HDFC Bank on Thursday announced slashing interest rate on savings accounts starting this Saturday, joining a spate of banks who underwent the similar exercise in recent weeks. According to the bank, customers who maintain a savings bank account balance of Rs 50 lakh and above will continue to earn interest rate at 4 percent per annum. Similarly, customers having a balance of less than Rs 50 lakh will earn interest rate at 3.50 percent per annum - a 50 basis point cut from 4 percent earlier.
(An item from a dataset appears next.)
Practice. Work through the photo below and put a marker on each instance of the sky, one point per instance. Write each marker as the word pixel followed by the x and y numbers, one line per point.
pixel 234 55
The new rate will come into effect from 19 August.
HDFC Bank now joins six other banks -- State Bank of India, Bank of Baroda, Axis Bank, Indian Bank, Karnataka Bank and Yes Bank -- which have cut savings interest rate by 50 bps to 100 bps.
On 2 August, the Reserve Bank of India had given into market expectations and had cut key policy rate by 25 basis points to 6 percent. Though it takes almost three months before the policy transmission happens in the banking system, this time it took only a few weeks. In fact, India's largest commercial banks like State Bank of India (SBI) had already started cutting the interest rate on savings accounts, before the regulator's policy rate cut.
The new saving rate for more than half a dozen banks today, stands at a meager 3.5 percent per annum. And, this is just the beginning, like it or not interest rates are on a slippery downward slope. Though lower rates work wonders for borrowers, it is the investor who suffers, especially senior citizens who largely depend on income from interest.
So, what should one do in such a case? Pankaj Mathpal, Certified Financial Planner, and Managing Director, Optima Money Managers says, “It’s about time that people must consider parking money in liquid funds, and not just in savings accounts. After instant redemption is now possible for Rs 50,000 or 90 percent of the amount. You stand to earn possible better returns than a savings account, as well as the same liquidity as that of a savings account. “
If you want to invest for a long-term, what can you do? In such a case, equity mutual funds is a better option. You could even go for hybrid funds. Mathpal says, “People must think beyond fixed deposits that offer just 6-7 percent rate and with rate heading downwards, they don’t offer much.”
What if you want to invest in short-term strategy? “For those looking in the short-term, debt funds make more sense. For instance, short term bond funds or short term income funds,” says Mathpal. The returns generated by fixed income funds have been higher than those delivered by bank deposits in the past. Even though you should always pick the funds depending on your investment horizon and risk appetite, the current market scenario is ripe for investing in dynamic bond funds, income funds.
What if you are a senior citizen? No one is as hurt by falling interest rates as senior citizens. “Most senior citizens will continue to invest in Fixed Deposits (FDs), but they should invest some part of their funds in debt funds like Monthly Investment Plan (MIP) funds. Even investing in company FDs with good credit rating is an option,” he says.
Remember there are many company FDs that offer, higher rates for senior citizens and widows.
In short, as interest rates fall, you will have to look at a mix of these options to get the maximum advantage. If debt mutual funds have not been in your portfolio, it’s about time you have it, even as you stay put with your equity investments.